Christopher Walken feels blessed to have had the chance to sing and dance onscreen as many times as he has.
It’s not a huge number of films — four, by his count, running from “Pennies from Heaven” (1981) to “Hairspray” (2007) — but they still stand as proof that Walken once thought he might, in fact, be a song-and-dance man rather than an actor. He initially trained as a dancer in musical theater.
“I’m lucky to have made four, when they’re not making them anymore; four is a lot for this day and age,” Walken says, a note of marvel in his voice.“If I’d been an adult in the 1930s and 1940s, I might have been in a lot of musicals.”

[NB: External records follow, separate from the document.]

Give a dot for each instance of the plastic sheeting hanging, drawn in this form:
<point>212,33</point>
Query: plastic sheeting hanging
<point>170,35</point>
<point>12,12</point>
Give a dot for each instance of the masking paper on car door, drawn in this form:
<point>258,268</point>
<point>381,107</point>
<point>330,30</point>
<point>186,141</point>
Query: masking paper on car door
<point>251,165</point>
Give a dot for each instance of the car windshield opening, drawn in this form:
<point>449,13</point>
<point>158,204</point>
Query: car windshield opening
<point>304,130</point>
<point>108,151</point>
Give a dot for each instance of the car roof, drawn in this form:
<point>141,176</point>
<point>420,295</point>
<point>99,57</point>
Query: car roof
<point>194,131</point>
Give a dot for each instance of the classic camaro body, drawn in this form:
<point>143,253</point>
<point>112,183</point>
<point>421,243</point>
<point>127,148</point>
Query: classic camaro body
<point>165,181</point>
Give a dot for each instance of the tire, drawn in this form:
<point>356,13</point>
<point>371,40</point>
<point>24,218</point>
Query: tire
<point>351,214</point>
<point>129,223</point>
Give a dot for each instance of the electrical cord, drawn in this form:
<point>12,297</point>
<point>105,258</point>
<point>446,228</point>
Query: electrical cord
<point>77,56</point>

At age 69, Walken has done just about everything else in a career that stretches back to his role as a cast regular on a 1953 TV series “The Wonderful John Acton,” as a 10-year-old. The Oscar winner has amassed a list of more than 100 film and TV credits, two more of which reach screens this fall.

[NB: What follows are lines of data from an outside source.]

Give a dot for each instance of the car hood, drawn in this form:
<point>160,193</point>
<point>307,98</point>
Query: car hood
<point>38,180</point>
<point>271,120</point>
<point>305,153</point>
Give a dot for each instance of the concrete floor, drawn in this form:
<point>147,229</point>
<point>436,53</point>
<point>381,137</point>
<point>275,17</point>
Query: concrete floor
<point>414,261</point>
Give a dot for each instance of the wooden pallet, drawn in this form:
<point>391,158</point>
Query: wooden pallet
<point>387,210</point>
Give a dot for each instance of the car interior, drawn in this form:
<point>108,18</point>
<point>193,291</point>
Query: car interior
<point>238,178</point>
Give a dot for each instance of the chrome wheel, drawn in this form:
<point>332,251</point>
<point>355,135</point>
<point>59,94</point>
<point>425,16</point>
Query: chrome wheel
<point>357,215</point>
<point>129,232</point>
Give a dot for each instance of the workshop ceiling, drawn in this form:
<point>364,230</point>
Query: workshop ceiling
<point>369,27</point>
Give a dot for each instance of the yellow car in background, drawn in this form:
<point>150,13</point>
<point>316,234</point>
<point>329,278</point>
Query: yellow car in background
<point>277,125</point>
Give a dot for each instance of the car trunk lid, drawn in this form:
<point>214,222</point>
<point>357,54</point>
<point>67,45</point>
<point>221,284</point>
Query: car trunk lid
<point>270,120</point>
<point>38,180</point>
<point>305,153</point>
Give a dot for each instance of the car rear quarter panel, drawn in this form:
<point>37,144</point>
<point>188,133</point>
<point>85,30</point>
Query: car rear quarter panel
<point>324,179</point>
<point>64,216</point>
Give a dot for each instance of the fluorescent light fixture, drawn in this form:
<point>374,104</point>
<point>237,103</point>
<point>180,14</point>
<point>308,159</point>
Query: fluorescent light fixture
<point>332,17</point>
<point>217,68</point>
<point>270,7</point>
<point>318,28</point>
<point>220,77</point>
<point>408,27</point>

In Martin McDonagh’s “Seven Psychopaths,” opening Oct. 12, Walken actually plays one of the more normal characters: an aging gentleman named Hans who happens to be a dognapper.
Hans and Billy (Sam Rockwell) kidnap dogs, then collect the reward when the owners post flyers in the neighborhood. But they, along with a sozzled screenwriter played by Colin Farrell, find themselves being pursued by a vicious gangster (Woody Harrelson), whose Shih-Tzu they’ve snatched.

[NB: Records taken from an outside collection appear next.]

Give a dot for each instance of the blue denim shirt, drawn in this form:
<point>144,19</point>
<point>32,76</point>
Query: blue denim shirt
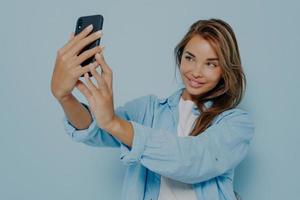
<point>206,161</point>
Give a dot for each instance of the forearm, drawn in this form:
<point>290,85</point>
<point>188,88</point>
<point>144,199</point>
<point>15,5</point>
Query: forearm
<point>76,113</point>
<point>122,130</point>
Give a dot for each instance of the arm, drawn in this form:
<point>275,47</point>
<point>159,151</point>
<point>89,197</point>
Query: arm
<point>96,136</point>
<point>191,159</point>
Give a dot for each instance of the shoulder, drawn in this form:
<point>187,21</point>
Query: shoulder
<point>233,113</point>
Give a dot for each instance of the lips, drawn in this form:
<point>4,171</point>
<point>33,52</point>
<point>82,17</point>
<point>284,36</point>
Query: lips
<point>195,84</point>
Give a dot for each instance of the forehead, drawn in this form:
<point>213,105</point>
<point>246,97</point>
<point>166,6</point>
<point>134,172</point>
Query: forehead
<point>200,47</point>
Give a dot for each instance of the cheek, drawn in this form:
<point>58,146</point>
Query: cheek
<point>214,76</point>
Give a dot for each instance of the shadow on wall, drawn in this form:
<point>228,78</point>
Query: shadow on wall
<point>244,174</point>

The film is a violently witty meditation by playwright-filmmaker McDonagh (“In Bruges,” Broadway’s Beauty Queen of Lenane”) on, among other things, loyalty, friendship, action-movie conventions and the ways a story can be told.
“His intelligence is palpable — Martin’s, I mean,” Walken says of McDonagh. “He writes wonderful words — it’s all just right in front of you. And, as a director, he’s wonderful. He was always clear on what he wanted; he was very prepared, very practical in the way he worked.”
Meanwhile, in “A Late Quartet,” opening Nov. 2, Walken plays an aging cellist who throws the future of a renowned string quartet into question when he announces plans to retire.
“ ‘Late Quartet’ is a very interesting part for me,” Walken notes. “It’s an unexpected part. I’m kind of the dad of the group.
“For a long time, I looked younger than I was. Now, I’m starting to get parts for fathers, for uncles, for grandfathers. That’s interesting. That’s another kind of thing altogether, to get to play a human being.
“Maybe I can get away from a lot of the stuff I’ve done, a lot of these villains and strange people.”
Known as a character actor — with a reputation for being a bit of a character himself — Walken would surprise people who met him in person, according to his co-star, Rockwell.
“The misconception is that Chris is ‘out there,’ that he’s a space cadet or weird in some way,” says Rockwell, who worked with Walken previously in McDonagh’s Broadway play, “A Behanding in Spokane.”
“He’s actually quite lucid; Chris doesn’t miss a trick. He’s very socially available, very witty and affable. He’s surprisingly accessible — and a lot of guys who have been around as long as he has really aren’t.”